My junior year in undergrad, a British Literature professor handed me Virginia Woolf’s Orlando. Published in 1928, Orlando: A Biography follows the title character as a young man whose body is changed into a woman and gifted with a form of immortality. The book’s timeline stretches from the 16th century to the novel’s publication date, allowing the protagonist to experience life as a woman across the centuries, which includes love affairs with men and women as well as childbirth.

While obviously speculative, Woolf is one of the earliest writers of a speculative work to focus entirely on gender issues. Even beyond feminism, the novel subverts cisgender romance and can be read as a transgender text. Also, Woolf is one of the first, if not the first, lesbian speculative writer—yet I’d never heard her name mentioned in conversations about early speculative fiction.
Perhaps Woolf’s Orlando undermines both literary fiction and SF. In The Big Book of Science Fiction by Ann and Jeff Vandermeer, a passing reference is made to Woolf in the introduction:
“It is also worth remembering that in the wider world of literature writers outside of science fiction were trying to grapple with the changing nature of reality and technological innovation. After World War I, […] Virginia Woolf and others experimented with the nature of time and identity in ways that at times had a speculative feel to it.”

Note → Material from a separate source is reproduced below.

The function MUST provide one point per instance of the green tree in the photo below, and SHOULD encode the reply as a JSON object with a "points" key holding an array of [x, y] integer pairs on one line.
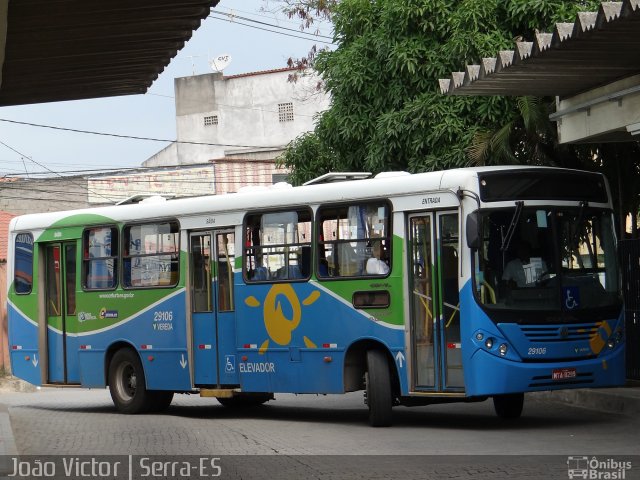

I would respectfully disagree as to the description of Woolf’s Orlando as having “a speculative feel” rather than calling it straight speculative fiction (perhaps that definition would better fit a novel such as To the Lighthouse). Even if Orlando is just a one-off from Woolf, why does it not receive more recognition? Mary Shelley was a one-off as well, yet she maintains her figurehead as the mother of science fiction.
Perhaps the heteronormative society got in the way of Woolf receiving recognition for her time-travel novel. Even among her own progressive contemporaries in the Bloomsbury group, lesbians were looked down upon while homosexuality was more celebrated, as depicted by this interaction between Woolf and E. M. Forster: “He said he thought Sapphism disgusting; partly from the convention, partly because he disliked that women should be independent of men.” Considering science fiction in the 1920s, the pulps, and the following Golden Age, weren’t always forward thinking when it came to feminism, let alone non-binary characters, perhaps Woolf’s contribution to science fiction has been buried.
In the Ivory Tower, Orlando: A Biography is rarely mentioned in modern literature surveys and is relegated to women’s and gender studies classrooms. In my experience, Woolf was the token woman writer in the modernist section, with either To the Lighthouse or Mrs. Dalloway on display. While gender plays a part in both novels, it isn’t as revolutionary as Orlando.
Perhaps Virginia Woolf was too forward thinking for both SF and literary fiction.